- Genre: Fighting
- Developer: A-Wave
- Publisher: King Records
- Platform: Super Famicom
- First release: Sougou Kakutougi: Astral Bout 1992
- Latest release: Sougou Kakutougi Rings: Astral Bout 3

= Astral Bout =

==Sougou Kakutougi: Astral Bout==

Sougou Kakutougi: Astral Bout (アストラル バウト 総合格闘技) is a Super Famicom video game based on various forms of fighting styles found in the Japanese combat sport promotion Fighting Network Rings.

===Gameplay===

Applying a devastating move to the opponent.

This video game was the predecessor to mixed martial arts promotion companies and pay-per-view tournaments like the Ultimate Fighting Championship that are popular with today's young people.

There are nine different styles of fighting to adopt: professional wrestling, boxing, karate, sambo, muay thai, kung-fu, judo, kickboxing and lucha libre, and the basic set of martial arts. Like in an arcade fighting game, each player has a limited amount of continues that eventually lead to a "game over" if they all are allowed to expire. Three different modes to this game; standard one-player, two-player, or a "player vs.
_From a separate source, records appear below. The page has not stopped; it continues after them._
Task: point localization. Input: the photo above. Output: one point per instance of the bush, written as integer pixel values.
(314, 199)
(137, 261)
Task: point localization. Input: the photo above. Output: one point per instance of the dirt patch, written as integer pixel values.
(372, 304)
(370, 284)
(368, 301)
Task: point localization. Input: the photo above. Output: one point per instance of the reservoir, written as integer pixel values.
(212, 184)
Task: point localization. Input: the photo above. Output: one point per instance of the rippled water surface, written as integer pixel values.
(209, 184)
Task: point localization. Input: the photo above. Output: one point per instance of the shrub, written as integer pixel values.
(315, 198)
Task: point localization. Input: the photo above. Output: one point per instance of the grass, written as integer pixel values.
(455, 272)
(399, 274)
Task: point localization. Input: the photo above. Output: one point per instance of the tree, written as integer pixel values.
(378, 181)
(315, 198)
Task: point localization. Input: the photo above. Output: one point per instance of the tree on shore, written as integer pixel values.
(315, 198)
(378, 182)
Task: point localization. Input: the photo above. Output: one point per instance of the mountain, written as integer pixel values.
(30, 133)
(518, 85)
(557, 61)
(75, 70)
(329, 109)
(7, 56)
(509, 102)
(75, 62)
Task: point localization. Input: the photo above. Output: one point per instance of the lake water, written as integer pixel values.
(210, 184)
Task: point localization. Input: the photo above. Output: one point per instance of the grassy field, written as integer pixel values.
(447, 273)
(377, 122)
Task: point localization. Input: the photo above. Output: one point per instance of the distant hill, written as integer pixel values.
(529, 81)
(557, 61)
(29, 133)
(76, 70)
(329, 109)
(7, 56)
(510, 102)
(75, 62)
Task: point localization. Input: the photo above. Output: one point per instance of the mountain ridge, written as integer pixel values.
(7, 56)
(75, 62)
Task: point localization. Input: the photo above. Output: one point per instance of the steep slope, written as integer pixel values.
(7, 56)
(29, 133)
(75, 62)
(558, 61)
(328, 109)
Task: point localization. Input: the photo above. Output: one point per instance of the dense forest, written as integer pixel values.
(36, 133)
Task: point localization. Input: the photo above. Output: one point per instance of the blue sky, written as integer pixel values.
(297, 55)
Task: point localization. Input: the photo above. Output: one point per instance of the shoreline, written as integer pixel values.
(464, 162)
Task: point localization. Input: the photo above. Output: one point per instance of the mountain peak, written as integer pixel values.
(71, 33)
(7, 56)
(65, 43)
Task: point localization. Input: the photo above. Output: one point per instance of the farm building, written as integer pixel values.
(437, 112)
CPU" sparring session. All competitors have health meters that are divided into three between rounds to keep track of the strength in the arms, legs, and the rest of the body. The difficulty level can be set for either low, medium, or high.

Rope breaks are possible to pull off; like in professional wrestling. However, all matches end in a 10-count fall instead of pinning the opponent for a 3-count. There are a certain number of rounds with a pre-determined time limit (ranging from one-minute fights to endurance events).

===Fighters===
There are nine fighters in the game with different fighting styles:
- Barnov Gainer, a sambo grappler from Georgian Republic
- Changpuek Kiatsongrit, a Muay Thai fighter from Thailand
- Akira Maeda, a professional wrestler from Japan
- Masaaki Satake, a karate expert from Japan
- Shiro Kimura, a judo expert from Japan
- Mike Tyson, a heavyweight boxing champion from America
- Lü Zijian, a kung-fu master from China
- Joe Lewis (martial artist), a kickboxing champion from America
- Spell Falcon, a Lucha Libre star from Unknown

==Sougou Kakutougi Rings: Astral Bout 3==
===Reception===
On release, Famicom Tsūshin scored the game a 21 out of 40.